Getting something from nothing: The Vienna Circle and Current Analytic Philosophy

Philosophy of Science Colloquium
The Institute Vienna Circle holds a Philosophy of Science Colloquium with talks by our present fellows.

Date: 11/04/2024

Time: 16h45

Venue: New Institute Building (NIG), Universitätsstraße 7, 1010 Wien, HS 3F

Abstract:

A central priority for the Vienna Circle was the exclusion of metaphysics by Kant’s own criteria, i.e. on the basis of Wittgenstein’s argument that there could be no synthetic a priori statements. Can this still be taken seriously? How? Is it perhaps a “barrier to entailment” like those recently studied by Gillian Russell in her investigations about the provability of “Hume’s Law” (the prohibition of normative conclusions from descriptive premisses)?

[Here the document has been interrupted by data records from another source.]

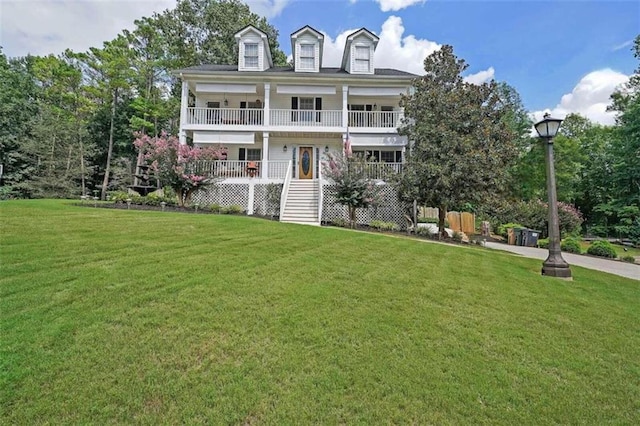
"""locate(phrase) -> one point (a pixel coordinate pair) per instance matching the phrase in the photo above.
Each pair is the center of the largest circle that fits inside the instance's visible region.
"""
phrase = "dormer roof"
(250, 29)
(351, 37)
(307, 29)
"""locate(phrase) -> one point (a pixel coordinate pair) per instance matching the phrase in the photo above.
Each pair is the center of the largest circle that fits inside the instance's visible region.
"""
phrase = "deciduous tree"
(461, 141)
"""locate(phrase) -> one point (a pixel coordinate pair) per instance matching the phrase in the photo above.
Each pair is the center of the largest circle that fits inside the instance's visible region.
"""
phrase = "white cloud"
(393, 51)
(395, 5)
(267, 8)
(41, 27)
(589, 98)
(622, 45)
(481, 76)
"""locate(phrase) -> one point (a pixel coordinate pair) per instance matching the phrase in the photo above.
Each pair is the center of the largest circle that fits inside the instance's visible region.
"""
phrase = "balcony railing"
(386, 119)
(227, 168)
(306, 118)
(292, 117)
(238, 169)
(230, 116)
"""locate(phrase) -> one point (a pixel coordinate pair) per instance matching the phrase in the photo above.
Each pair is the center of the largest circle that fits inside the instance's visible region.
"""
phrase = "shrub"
(234, 209)
(383, 226)
(602, 248)
(423, 231)
(502, 229)
(571, 245)
(432, 220)
(342, 223)
(119, 196)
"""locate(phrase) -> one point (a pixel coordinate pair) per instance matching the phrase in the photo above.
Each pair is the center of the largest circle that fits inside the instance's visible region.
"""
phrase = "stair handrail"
(285, 188)
(320, 199)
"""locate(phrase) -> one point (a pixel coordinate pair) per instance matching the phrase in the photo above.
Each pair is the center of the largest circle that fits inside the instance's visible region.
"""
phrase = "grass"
(631, 251)
(116, 316)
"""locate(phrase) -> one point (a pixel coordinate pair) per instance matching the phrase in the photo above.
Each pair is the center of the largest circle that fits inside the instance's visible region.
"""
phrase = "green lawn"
(631, 251)
(116, 316)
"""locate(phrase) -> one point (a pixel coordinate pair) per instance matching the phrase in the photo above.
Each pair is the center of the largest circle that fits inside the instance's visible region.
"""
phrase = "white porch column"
(345, 105)
(265, 155)
(267, 96)
(184, 103)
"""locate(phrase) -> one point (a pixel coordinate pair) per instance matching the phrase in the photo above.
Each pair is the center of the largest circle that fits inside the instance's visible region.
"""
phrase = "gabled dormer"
(306, 45)
(254, 53)
(358, 52)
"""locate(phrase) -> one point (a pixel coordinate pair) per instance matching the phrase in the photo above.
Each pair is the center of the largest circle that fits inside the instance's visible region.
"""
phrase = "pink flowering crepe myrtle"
(175, 164)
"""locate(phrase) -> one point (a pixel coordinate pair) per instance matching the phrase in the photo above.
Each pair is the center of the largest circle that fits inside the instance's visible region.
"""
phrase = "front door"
(305, 167)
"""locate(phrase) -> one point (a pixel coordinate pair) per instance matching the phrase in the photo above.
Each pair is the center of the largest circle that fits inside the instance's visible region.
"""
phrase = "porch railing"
(384, 119)
(227, 169)
(305, 118)
(230, 116)
(383, 171)
(278, 169)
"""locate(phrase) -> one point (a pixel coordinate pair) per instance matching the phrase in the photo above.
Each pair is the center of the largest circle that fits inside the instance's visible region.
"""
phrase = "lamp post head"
(548, 127)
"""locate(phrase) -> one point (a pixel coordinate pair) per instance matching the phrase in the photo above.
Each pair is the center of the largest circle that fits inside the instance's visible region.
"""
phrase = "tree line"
(67, 123)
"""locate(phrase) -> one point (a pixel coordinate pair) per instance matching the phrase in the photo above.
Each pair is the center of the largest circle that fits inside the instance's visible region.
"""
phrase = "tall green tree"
(202, 32)
(18, 109)
(461, 140)
(110, 73)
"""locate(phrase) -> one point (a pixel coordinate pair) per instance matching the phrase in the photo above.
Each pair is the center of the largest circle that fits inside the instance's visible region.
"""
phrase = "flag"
(347, 145)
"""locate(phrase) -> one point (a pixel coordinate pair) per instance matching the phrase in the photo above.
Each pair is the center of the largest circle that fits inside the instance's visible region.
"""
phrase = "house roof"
(307, 29)
(287, 70)
(263, 36)
(347, 45)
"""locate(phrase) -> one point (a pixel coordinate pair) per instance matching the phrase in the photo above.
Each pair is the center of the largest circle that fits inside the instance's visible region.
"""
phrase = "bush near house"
(571, 245)
(602, 248)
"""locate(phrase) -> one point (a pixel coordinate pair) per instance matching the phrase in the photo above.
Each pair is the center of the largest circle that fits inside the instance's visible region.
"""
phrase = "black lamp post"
(555, 265)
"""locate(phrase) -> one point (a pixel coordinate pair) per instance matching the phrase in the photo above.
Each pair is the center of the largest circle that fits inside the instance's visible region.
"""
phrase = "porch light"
(548, 127)
(555, 265)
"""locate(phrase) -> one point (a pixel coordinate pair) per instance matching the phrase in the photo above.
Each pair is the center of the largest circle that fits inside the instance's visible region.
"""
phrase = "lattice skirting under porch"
(389, 209)
(260, 199)
(264, 200)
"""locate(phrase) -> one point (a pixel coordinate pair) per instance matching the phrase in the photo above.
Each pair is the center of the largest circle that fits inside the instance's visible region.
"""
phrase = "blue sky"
(563, 56)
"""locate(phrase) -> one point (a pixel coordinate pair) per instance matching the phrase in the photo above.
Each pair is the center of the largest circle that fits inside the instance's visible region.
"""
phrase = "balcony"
(377, 119)
(278, 118)
(306, 118)
(234, 169)
(225, 116)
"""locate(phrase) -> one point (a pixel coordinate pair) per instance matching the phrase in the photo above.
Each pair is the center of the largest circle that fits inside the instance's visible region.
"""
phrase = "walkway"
(623, 269)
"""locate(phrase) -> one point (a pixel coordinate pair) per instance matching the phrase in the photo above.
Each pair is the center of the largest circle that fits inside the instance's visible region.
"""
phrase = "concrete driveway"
(616, 267)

The preliminary conclusion reached in this talk is that the Vienna Circle’s case against the synthetic a priori rests on a simpler and more straighforward pre-systematic intuition than Gillian Russell’s version of “Hume’s Law” or its cognates. While this simple and intuitive case against the synthetic a priori is ignored or sidelined by some recent developments in analytic philosophy (analytic metaphysics, neokantian ethics, etc.), this talk argues for a revival of the Vienna Circle’s insight, particularly to push back against these
developments in current analytic philosophy.